La mise en scène est d'ailleurs surprenante. Au lieu de réunir les dirigeants des deux camps en conflit pour leur soumettre son plan, Donald Trump a convié dans le Bureau ovale le Premier ministre israélien Benjamin Netanyahu... et son rival politique aux élections du 2 mars, Benny Gantz.

De fait, l'Autorité palestinienne a rompu avec le locataire de la Maison Blanche quand il a reconnu Jérusalem comme capitale d'Israël, fin 2017. Une décision choc suivie par d'autres en faveur de l'Etat hébreu et contre les Palestiniens, qui jugent depuis que Washington ne peut plus prétendre au rôle de "médiateur impartial".

- Coup de pouce -

D'autres raisons permettent donc d'expliquer le timing de cette annonce. D'abord, estime Aaron David Miller, maintenant expert au cercle de réflexion Carnegie Endowment for International Peace, l'équipe Kushner veut "démontrer qu'elle a vraiment un plan" -- à force d'attendre, et à l'approche de la présidentielle américaine de novembre, il risquait de rester dans un tiroir.

A court terme, ajoute Dennis Ross, "tout ce qui peut permettre de faire diversion" est aussi "bienvenu" pour Donald Trump et Benjamin Netanyahu, aux prises respectivement avec un procès en destitution et une inculpation pour corruption.

Le milliardaire américain, qui peut espérer ainsi consolider sa cote auprès des électeurs chrétiens évangéliques très attachés à la cause israélienne, veut aussi probablement donner un coup de pouce à "Bibi", son "ami" qui joue sa survie politique.

"Netanyahu pense probablement que cela va le mettre en position de force pour rester Premier ministre dans un gouvernement d'union nationale", ajoute cet expert du Washington Institute for Near East Policy.

Sur le plus long terme, Jared Kushner et l'ambassadeur des Etats-Unis à Jérusalem David Friedman, réputés être très pro-israéliens, veulent selon ces deux spécialistes laisser une trace en modifiant durablement la position américaine.

C'est ce qu'ils ont commencé à faire: Washington a reconnu la souveraineté israélienne sur le plateau du Golan syrien, a cessé de parler de la Cisjordanie comme d'un territoire "occupé" et ne considère plus les colonies israéliennes comme "contraires au droit international".

- Deux Etats? -

Autant de coups au consensus international forgé par des décennies de diplomatie mais critiqué par l'administration Trump comme "inefficace". Si l'on sait peu du contenu du plan, de nombreux observateurs, comme Dennis Ross et Aaron David Miller, s'attendent à ce qu'il confirme cette tendance.

Il pourrait ainsi donner un feu vert à l'annexion d'une partie de la Cisjordanie par Israël, et faire de la Vallée du Jourdain la frontière orientale de l'Etat hébreu.
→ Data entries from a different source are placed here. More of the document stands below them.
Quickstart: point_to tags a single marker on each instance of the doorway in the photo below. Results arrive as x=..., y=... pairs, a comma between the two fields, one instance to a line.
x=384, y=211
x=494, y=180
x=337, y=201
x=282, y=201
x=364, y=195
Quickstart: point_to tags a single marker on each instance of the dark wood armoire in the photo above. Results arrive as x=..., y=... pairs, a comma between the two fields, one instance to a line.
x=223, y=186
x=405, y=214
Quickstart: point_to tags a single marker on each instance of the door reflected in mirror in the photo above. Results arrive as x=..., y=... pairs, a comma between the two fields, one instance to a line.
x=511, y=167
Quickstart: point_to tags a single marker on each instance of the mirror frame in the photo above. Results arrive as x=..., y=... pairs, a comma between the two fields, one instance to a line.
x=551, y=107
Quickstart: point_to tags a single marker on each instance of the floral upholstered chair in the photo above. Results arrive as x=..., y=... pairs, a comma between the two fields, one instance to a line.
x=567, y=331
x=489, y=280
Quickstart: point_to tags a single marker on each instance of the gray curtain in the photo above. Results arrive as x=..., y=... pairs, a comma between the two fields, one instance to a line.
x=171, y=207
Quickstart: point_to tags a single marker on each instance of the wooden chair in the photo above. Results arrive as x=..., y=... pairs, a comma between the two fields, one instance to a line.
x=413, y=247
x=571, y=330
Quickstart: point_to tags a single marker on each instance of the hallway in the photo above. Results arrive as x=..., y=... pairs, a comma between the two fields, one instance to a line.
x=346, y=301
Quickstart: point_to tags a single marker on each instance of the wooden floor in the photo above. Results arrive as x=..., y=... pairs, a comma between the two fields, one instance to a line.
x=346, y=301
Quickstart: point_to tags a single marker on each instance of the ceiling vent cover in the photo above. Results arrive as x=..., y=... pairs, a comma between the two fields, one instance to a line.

Si certains quartiers de Jérusalem-Est pourraient être placés sous contrôle palestinien, le statut de cette partie de la ville sainte comme capitale d'un futur Etat de Palestine reste plus qu'incertain.

Y aura-t-il d'ailleurs un Etat palestinien dans la proposition américaine? Donald Trump et Jared Kushner ont refusé jusqu'ici d'utiliser le terme, rompant avec la position traditionnelle de la communauté internationale en faveur d'une solution "à deux Etats".

Si le plan en prévoit un, il "n'aura d'Etat que le nom", "démilitarisé", bien en deçà des attentes des Palestiniens qui veulent récupérer tous les territoires annexés en 1967, prédit Dennis Ross.

Les partisans de la démarche de la Maison Blanche ont longtemps compté sur les relations nouées par Jared Kushner avec les monarques du Golfe, ainsi que sur les contacts informels entre certains pays arabes et Israël.

Leur espoir: que l'Arabie saoudite presse l'Autorité palestinienne d'accepter le plan de paix, et tirer ainsi profit de son volet économique dévoilé en juin, avec 50 milliards de dollars d'investissements internationaux sur dix ans. Mais Aaron David Miller "doute" d'un tel scénario. "Au mieux, ils diront +peut-être+ pour ne pas s'aliéner Trump".